A quick reality check for American nonprofits, because this comes up constantly: the IRS does not let you claim volunteer time as a contribution on Form 990. You cannot put it on Line 1 of Parts II or III of Schedule A. Volunteer time is not tax-deductible for the individual giving it, either — they can only deduct out-of-pocket expenses like mileage (at the frankly insulting rate of 14 cents per mile for charity, unchanged for years).

You can describe volunteer contributions in Part III of Form 990 (Statement of Program Service Accomplishments). You are required to report the estimated number of volunteers on Part I, Line 6. But hours and dollar value? Voluntary disclosure only.

Under GAAP (FASB ASC 958), donated services can only be recognized on audited financial statements if they create or enhance nonfinancial assets, or require specialized skills that would otherwise need to be purchased. Your volunteer coaches, event helpers, and committee members — the backbone of most community organisations — do not qualify for GAAP recognition.

This is, in my view, a significant gap. It means the organisations most dependent on volunteer labour have no formal mechanism to show it on their books. A youth sports league running on 10,000 volunteer hours per year looks identical on paper to one running on paid staff, except the volunteer-dependent one appears to have no labour costs. Which makes it look either tiny or impossibly efficient, neither of which is accurate.

The Youth Sports Problem

The AmeriCorps data does not break out sport and recreation volunteering in its public summary (the microdata is available if you want to dig). But the Aspen Institute's Project Play survey from 2024 fills in the picture.

61.6% of sports parents volunteer in some capacity with their child's teams. They average 4.21 hours per week — which, at $34.79 per hour, is $146.42 per week per parent, or about $5,270 per year.
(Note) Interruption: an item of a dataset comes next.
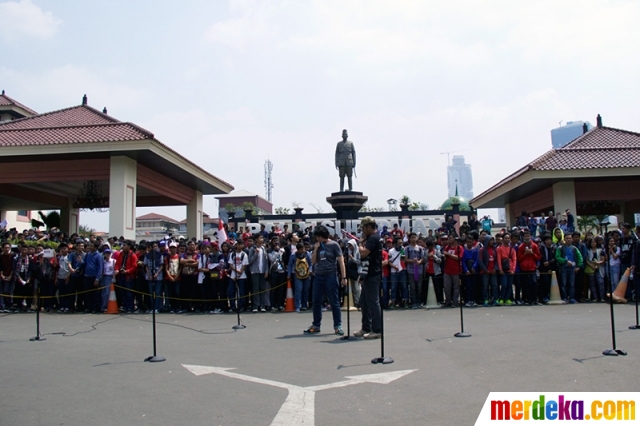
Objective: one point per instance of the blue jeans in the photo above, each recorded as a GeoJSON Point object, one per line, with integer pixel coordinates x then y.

Meanwhile, the number of coaches in youth sport decreased by 1.2 million between 2022 and 2024, according to the Sports and Fitness Industry Association. Participation is broadly stable but the people who make participation possible are leaving.

If you coach a youth team, you are statistically less likely to be replaced than you were two years ago. If you run a youth sports organisation, the economics of volunteer coaching labour are moving against you.

What Organisations Should Do With These Numbers

I am going to be blunt because I have watched too many nonprofits and community organisations treat volunteer valuation as an interesting factoid rather than a strategic tool.

Put the number in your annual report. Not buried in a footnote. On the front page. "Our 85 volunteers contributed 12,400 hours of service last year, valued at $431,396 (Independent Sector, 2024)." Let your board, your donors, and your community see the true cost of what you do.

Put it in every grant application. Most foundations and government grants accept in-kind contributions. $34.79 per hour, cited to Independent Sector, is the standard. If your grant requires $100,000 in matching contributions, your volunteer labour probably covers most of it.

Use it in budget conversations. When your board debates whether to spend $2,000 on management software or a part-time coordinator, show them what the alternative costs in volunteer hours. If the software saves 10 hours per week, that is $18,091 per year in volunteer labour. The ROI is not subtle.

Track the hours. The AmeriCorps data is a national estimate. Your organisation's data should be your organisation's data. Actual hours, recorded as they happen, not estimated retrospectively. Systems that capture volunteer activity as a byproduct of the work — event check-ins, task completions, meeting attendance — are far more reliable than timesheets that nobody fills in.

The 75.7 million figure is a recovery story, and a genuine one. But the structural pressures on volunteering — aging volunteer bases, cost-of-living constraints, competition for time — have not gone away. The organisations that thrive will be the ones that measure what their volunteers give, reduce the friction of giving it, and stop treating $167 billion in free labour as something that will always be there.